During a routine inspection

This inspection took place on 4, 7, 25 and 30 July 2018 and was unannounced. This meant the provider and staff did not know we would be visiting.

The service was last inspected in March 2016 and was rated good. At this latest inspection we found the service remained good.

367 Thornaby Road is a ‘care home.’ People in care homes receive accommodation and nursing or personal care as single package under one contractual agreement. CQC regulates both the premises and the care provided, and both were looked at during this inspection. It accommodates up to five people in one adapted building. At the time of our inspection five people were using the service.

The care service has been developed and designed in line with the values that underpin the Registering the Right Support and other best practice guidance. These values include choice, promotion of independence and inclusion. People with learning disabilities and autism using the service can live as ordinary a life as any citizen.

There was a registered manager in place. A registered manager is a person who has registered with the Care Quality Commission to manage the service. Like registered providers, they are ‘registered persons.’ Registered persons have legal responsibility for meeting the requirements in the Health and Social Care Act 2008 and associated Regulations about how the service is run. The registered manager was registered in July 2018 during the course of our inspection.

Risks to people were assessed and plans developed to minimise the chances of them occurring. Systems were in place to monitor and learn from accidents and incidents. Plans were in place to support people in emergency situations. People were safeguarded from abuse. The premises were clean and tidy. People’s medicines were managed safely. The provider ensured enough staff were in place to support people safely. Robust recruitment processes were in place to minimise the risk of unsuitable staff being employed.

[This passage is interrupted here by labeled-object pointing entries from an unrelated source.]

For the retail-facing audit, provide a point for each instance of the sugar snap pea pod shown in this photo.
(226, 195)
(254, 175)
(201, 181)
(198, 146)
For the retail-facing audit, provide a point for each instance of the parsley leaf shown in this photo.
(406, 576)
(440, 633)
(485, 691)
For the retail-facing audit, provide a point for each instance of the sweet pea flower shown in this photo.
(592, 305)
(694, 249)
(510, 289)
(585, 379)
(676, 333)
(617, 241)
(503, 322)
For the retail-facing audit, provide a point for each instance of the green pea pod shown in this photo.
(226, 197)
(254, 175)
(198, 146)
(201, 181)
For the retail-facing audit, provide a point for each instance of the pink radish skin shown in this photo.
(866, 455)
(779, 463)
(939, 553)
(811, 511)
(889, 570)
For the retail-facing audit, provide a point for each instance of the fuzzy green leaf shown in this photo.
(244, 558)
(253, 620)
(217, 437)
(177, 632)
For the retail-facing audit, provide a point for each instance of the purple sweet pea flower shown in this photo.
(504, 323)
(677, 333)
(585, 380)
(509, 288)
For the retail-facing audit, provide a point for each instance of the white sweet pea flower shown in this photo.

People’s support needs and preferences were assessed before they started using the service. Staff were supported with regular training, supervisions and appraisals. People are were supported to have maximum choice and control of their lives and staff supported them in the least restrictive way possible. The policies and systems in the service supported this practice. People were supported to maintain a healthy diet. The service worked closely with external professionals to monitor and promote people’s heath. The premises were custom-built and had been designed for the benefit and convenience of people living there.

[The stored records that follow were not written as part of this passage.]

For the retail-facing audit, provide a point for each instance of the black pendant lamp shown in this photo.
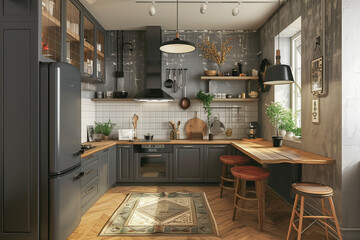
(280, 73)
(177, 45)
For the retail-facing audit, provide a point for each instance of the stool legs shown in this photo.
(292, 216)
(324, 213)
(301, 217)
(335, 218)
(222, 179)
(260, 195)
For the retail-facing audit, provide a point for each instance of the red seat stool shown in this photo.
(250, 173)
(230, 160)
(314, 190)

Throughout the inspection we saw numerous examples of kind and caring support being delivered. People were treated with dignity and respect. People were supported to be as independent and live as full a life as possible. People were supported to access advocacy services where needed.

People received personalised care based on their assessed support needs and preferences. People were supported to access activities they enjoyed. The provider had systems in place to investigate and respond to complaints.

The registered manager had informed CQC of significant events in a timely way by submitting the required notifications. This meant we could check that appropriate action had been taken. Staff spoke positively about the culture and values of the service and said they felt supported in their roles. The registered manager carried out a number of quality assurance checks to monitor and improve standards at the service. Feedback was sought from relatives and staff and acted on.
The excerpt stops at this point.